Like Ben and Jerry’s, yeah, they are good.  Perhaps the GOAT of the ice cream world.  Not my thing, but, hey, you gotta give credit where it’s due.  I think it’s a bit gaudy myself.  Too sweet. A bit postmodern.  It’s so weird how we’re pretty much made of all of these same ingredients, but the textures and the combinations make us popular.  That’s life I guess.

I like that I’m made from simple ice cream.  Some of our flavours have these basic ingredients floating inside.  Almonds.  A little chocolate.  And at just the right temperature, we just get to wrap around the almond and offer it a snuggle and support.  Hug an almond.  And we’re a good combination.  For me, it’s a good way to be eaten.  Unfortunately, almonds don’t like it very much.  They are in a state of cryogenic hibernation when frozen, but then they awaken to these gnashing teeth.  It’s tough to see actually and makes you question if there is a God after all.  Terrible for the almonds.

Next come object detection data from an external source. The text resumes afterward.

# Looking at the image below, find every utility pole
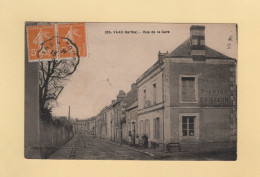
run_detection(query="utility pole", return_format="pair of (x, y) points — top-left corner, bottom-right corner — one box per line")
(68, 105), (70, 122)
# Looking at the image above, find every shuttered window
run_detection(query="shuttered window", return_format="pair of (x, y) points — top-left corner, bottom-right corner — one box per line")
(154, 118), (160, 139)
(181, 77), (196, 102)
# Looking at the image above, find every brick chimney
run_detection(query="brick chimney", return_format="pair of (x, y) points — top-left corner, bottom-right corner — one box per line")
(190, 25), (206, 61)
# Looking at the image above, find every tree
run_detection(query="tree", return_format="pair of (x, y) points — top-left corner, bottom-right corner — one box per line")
(38, 38), (80, 119)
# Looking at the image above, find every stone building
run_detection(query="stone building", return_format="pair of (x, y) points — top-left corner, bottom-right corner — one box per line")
(72, 119), (89, 133)
(111, 90), (125, 141)
(121, 83), (138, 144)
(136, 25), (236, 150)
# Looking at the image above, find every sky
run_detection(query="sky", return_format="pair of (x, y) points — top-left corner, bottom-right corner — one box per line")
(53, 23), (237, 119)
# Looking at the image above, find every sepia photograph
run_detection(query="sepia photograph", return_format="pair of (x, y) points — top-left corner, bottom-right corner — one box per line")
(24, 22), (238, 161)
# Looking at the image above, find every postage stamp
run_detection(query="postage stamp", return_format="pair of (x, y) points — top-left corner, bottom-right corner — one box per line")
(26, 23), (87, 62)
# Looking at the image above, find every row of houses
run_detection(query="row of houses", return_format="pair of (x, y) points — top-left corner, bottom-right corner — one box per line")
(73, 25), (237, 150)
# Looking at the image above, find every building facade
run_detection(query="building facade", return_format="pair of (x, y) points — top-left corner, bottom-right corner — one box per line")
(137, 26), (236, 150)
(72, 119), (89, 133)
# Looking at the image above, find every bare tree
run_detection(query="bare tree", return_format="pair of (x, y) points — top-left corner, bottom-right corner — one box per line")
(39, 37), (80, 119)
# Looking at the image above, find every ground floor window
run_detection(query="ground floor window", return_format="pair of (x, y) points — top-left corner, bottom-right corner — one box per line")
(179, 113), (200, 140)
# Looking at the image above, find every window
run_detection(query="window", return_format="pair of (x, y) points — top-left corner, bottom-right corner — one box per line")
(145, 119), (150, 137)
(153, 84), (156, 104)
(179, 76), (198, 103)
(154, 118), (160, 139)
(182, 116), (195, 136)
(144, 90), (146, 105)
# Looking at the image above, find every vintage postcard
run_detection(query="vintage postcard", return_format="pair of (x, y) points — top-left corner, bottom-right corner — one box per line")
(24, 22), (238, 161)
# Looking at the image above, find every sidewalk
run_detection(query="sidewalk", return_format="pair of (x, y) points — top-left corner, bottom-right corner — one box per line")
(97, 138), (237, 161)
(48, 136), (75, 159)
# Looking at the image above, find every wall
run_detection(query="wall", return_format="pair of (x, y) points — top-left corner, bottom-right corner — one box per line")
(138, 71), (163, 109)
(169, 59), (235, 107)
(138, 109), (164, 143)
(40, 121), (74, 158)
(165, 58), (236, 149)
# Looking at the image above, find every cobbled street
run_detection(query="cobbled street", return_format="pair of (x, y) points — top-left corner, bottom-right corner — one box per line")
(49, 133), (152, 160)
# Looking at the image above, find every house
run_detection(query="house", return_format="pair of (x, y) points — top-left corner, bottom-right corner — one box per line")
(136, 25), (236, 150)
(72, 119), (88, 133)
(121, 83), (138, 144)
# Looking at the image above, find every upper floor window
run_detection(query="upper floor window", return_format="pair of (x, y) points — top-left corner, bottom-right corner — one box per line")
(179, 75), (198, 103)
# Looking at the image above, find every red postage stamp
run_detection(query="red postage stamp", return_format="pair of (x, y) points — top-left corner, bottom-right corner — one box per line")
(26, 23), (87, 61)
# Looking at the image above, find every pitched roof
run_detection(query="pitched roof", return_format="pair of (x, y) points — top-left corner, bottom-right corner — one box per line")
(165, 39), (236, 59)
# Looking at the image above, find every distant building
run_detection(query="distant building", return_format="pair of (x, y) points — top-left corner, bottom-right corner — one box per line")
(136, 25), (236, 150)
(121, 83), (138, 144)
(72, 119), (88, 133)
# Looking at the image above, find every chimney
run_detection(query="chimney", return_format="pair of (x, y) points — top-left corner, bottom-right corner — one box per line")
(158, 51), (168, 60)
(117, 90), (125, 100)
(190, 25), (206, 61)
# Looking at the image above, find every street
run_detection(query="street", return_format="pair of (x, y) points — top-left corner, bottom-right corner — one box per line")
(49, 133), (152, 160)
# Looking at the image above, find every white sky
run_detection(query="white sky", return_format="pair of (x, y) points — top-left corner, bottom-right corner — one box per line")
(53, 23), (237, 119)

Toppings.  I’m for them.  Like I said though, maybe it’s genetics, or perhaps it’s cultural.  It kinda makes me feel like I’m playing dress up.  Like it’s halloween or christmas or thanksgiving.  A special event.  Bit of a beard of whipped cream. Cherry feels like a bow tie.  Something about the right textures that can make it a nice experience.   I heard from someone that’s how sandwiches feel.  All about the textures and subtle combinations.

It’s nice being warm and melty, but not too melty. It makes the scooping kinda smooth and nice.  Sometimes I just wish I could let people know that, hey, just take me out of the freezer for a bit.  Like 10 minutes.  Nicer for you, nicer for me.  And if I’m too frozen, like, yeah.  It hurts.  It’s hard to scoop.  Spoons bend.  Slow down the emotional eating.  How would you feel if someone tried to stick a hard metal object through you?  Huh?

Overall it’s a good life.  Ice creams like things, other comfort foods, pizza.  You know how there is no such thing as bad pizza?  Even when it’s bad, it’s good.  Well, same with ice cream.  I’ve heard humans do this with sex, but, I was created asexually.  Interestingly, that’s also how I prefer to leave this world.  Like, no sex involved.  Sometimes, humans make us watch, on the couch, and I gotta say it’s weird and gross.  Get a room people.  So I just try to concentrate on the movie, or think of other things.  Hum a song and look the other way.  

And that’s my story.  I’m available in tubs and cones and at premium stores and it’s pretty good being ice cream.